You could not see me
wither, coil and burn:
worm scorching in the desert of your cause.
Do you forget that,
Siamese twins,
our roots have mingled?
To sever mine
you’ll have to slice through yours.

Let my white garments
blacken your remorse.

I am done
prizing nails from your palms.


Kitty Donnelly was born in Oxford in 1979 and grew up in Oxford and West Cumbria. She studied English at Goldsmiths College and then worked in various admin and secretarial jobs in Cumbria, Chichester and Swansea. She is currently living in Oxford, where she works as a medical secretary for the NHS. Kitty hopes to begin an MA in English Literature in September. Her poems have previous been published by Forward Press and in several poetry magazines, including Acumen.


Valediction by Janette Griffin



You can tell when they’re ready to go,
When the nose hooks down towards the chin
Across the concave toothless mouth
And they shout ‘mother’

And in their confusion,
You become their most cherished loved one,
Hovering by the bedside ready to greet them
Unable to destroy this last illusion of life.
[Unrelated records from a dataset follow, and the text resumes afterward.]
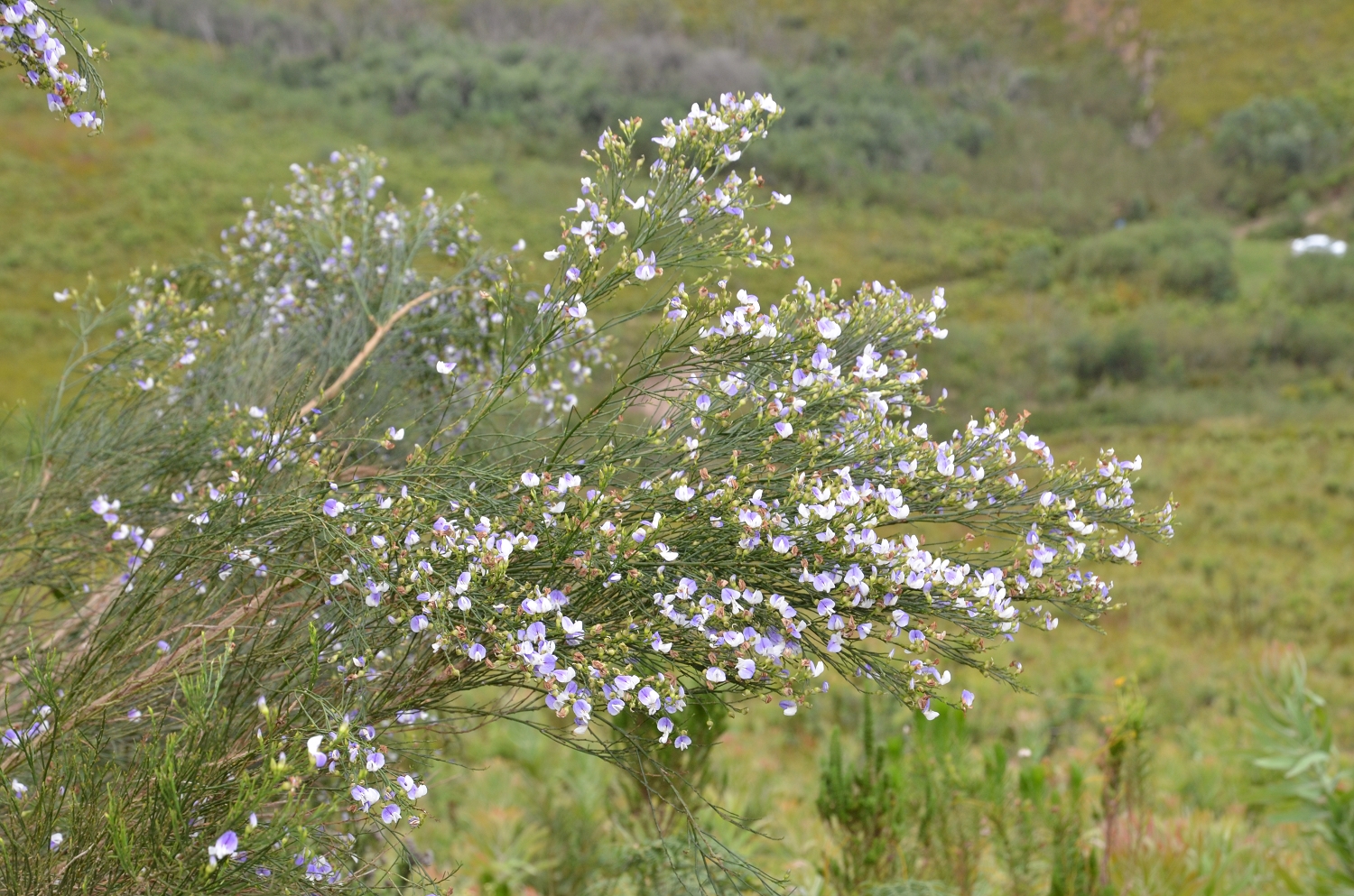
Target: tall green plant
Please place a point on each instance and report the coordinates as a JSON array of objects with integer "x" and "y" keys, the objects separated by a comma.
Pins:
[
  {"x": 1312, "y": 782},
  {"x": 863, "y": 803}
]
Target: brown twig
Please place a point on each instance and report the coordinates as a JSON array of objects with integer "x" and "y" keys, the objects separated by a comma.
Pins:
[{"x": 360, "y": 357}]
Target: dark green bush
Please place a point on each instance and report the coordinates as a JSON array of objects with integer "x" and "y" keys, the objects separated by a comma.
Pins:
[
  {"x": 1127, "y": 356},
  {"x": 1319, "y": 279},
  {"x": 1183, "y": 254},
  {"x": 1303, "y": 341},
  {"x": 1283, "y": 134},
  {"x": 1031, "y": 268}
]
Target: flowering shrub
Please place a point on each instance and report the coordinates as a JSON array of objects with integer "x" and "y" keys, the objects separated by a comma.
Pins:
[
  {"x": 357, "y": 485},
  {"x": 35, "y": 40}
]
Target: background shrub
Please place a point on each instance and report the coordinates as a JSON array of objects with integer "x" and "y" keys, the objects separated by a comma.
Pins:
[
  {"x": 1267, "y": 143},
  {"x": 1181, "y": 254},
  {"x": 1319, "y": 279}
]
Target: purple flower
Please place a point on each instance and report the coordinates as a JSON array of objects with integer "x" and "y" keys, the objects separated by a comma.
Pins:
[
  {"x": 224, "y": 847},
  {"x": 646, "y": 270}
]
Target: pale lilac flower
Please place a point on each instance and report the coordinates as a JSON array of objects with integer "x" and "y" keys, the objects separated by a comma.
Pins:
[
  {"x": 225, "y": 846},
  {"x": 412, "y": 788},
  {"x": 366, "y": 796}
]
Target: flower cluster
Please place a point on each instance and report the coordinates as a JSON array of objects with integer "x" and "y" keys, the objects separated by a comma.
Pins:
[
  {"x": 761, "y": 501},
  {"x": 32, "y": 37}
]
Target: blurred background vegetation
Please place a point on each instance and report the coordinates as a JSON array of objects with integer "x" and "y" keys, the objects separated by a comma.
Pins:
[{"x": 1107, "y": 189}]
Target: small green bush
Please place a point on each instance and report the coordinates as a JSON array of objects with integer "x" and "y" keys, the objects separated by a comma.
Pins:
[
  {"x": 1269, "y": 143},
  {"x": 1319, "y": 279},
  {"x": 1185, "y": 256},
  {"x": 1127, "y": 356}
]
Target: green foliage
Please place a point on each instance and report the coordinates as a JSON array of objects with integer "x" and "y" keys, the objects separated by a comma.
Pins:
[
  {"x": 863, "y": 803},
  {"x": 1269, "y": 143},
  {"x": 1316, "y": 279},
  {"x": 1178, "y": 254},
  {"x": 1311, "y": 780}
]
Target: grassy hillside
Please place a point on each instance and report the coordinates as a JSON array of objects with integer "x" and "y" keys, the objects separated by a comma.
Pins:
[{"x": 1061, "y": 184}]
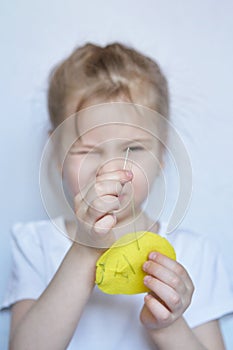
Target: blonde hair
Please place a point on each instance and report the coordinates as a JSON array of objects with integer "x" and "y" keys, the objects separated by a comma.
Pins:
[{"x": 111, "y": 73}]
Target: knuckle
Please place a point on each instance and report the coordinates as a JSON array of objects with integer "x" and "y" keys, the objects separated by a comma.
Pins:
[
  {"x": 175, "y": 299},
  {"x": 98, "y": 188},
  {"x": 165, "y": 317},
  {"x": 175, "y": 281}
]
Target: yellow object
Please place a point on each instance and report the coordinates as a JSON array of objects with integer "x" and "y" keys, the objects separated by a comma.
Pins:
[{"x": 119, "y": 269}]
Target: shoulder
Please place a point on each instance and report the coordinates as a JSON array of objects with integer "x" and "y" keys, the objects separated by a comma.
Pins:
[
  {"x": 191, "y": 243},
  {"x": 35, "y": 232}
]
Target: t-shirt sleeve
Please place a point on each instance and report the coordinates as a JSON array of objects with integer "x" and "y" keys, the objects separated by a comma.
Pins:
[
  {"x": 26, "y": 279},
  {"x": 213, "y": 295}
]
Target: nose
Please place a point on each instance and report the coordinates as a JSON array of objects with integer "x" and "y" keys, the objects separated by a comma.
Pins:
[{"x": 110, "y": 165}]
Instead, you begin to sing softly
And prepare the bed bath.


Born in Leeds in 1955, Janette has been experimenting with creative writing for the past ten years.
Currently a member of local writing and poetry groups, she enjoys ‘playing’ with words and trying to express the vast range of human emotions. Aware that she has a ‘dark side’, Janette feels this is where
the strongest emotions lie, producing her deepest creativity.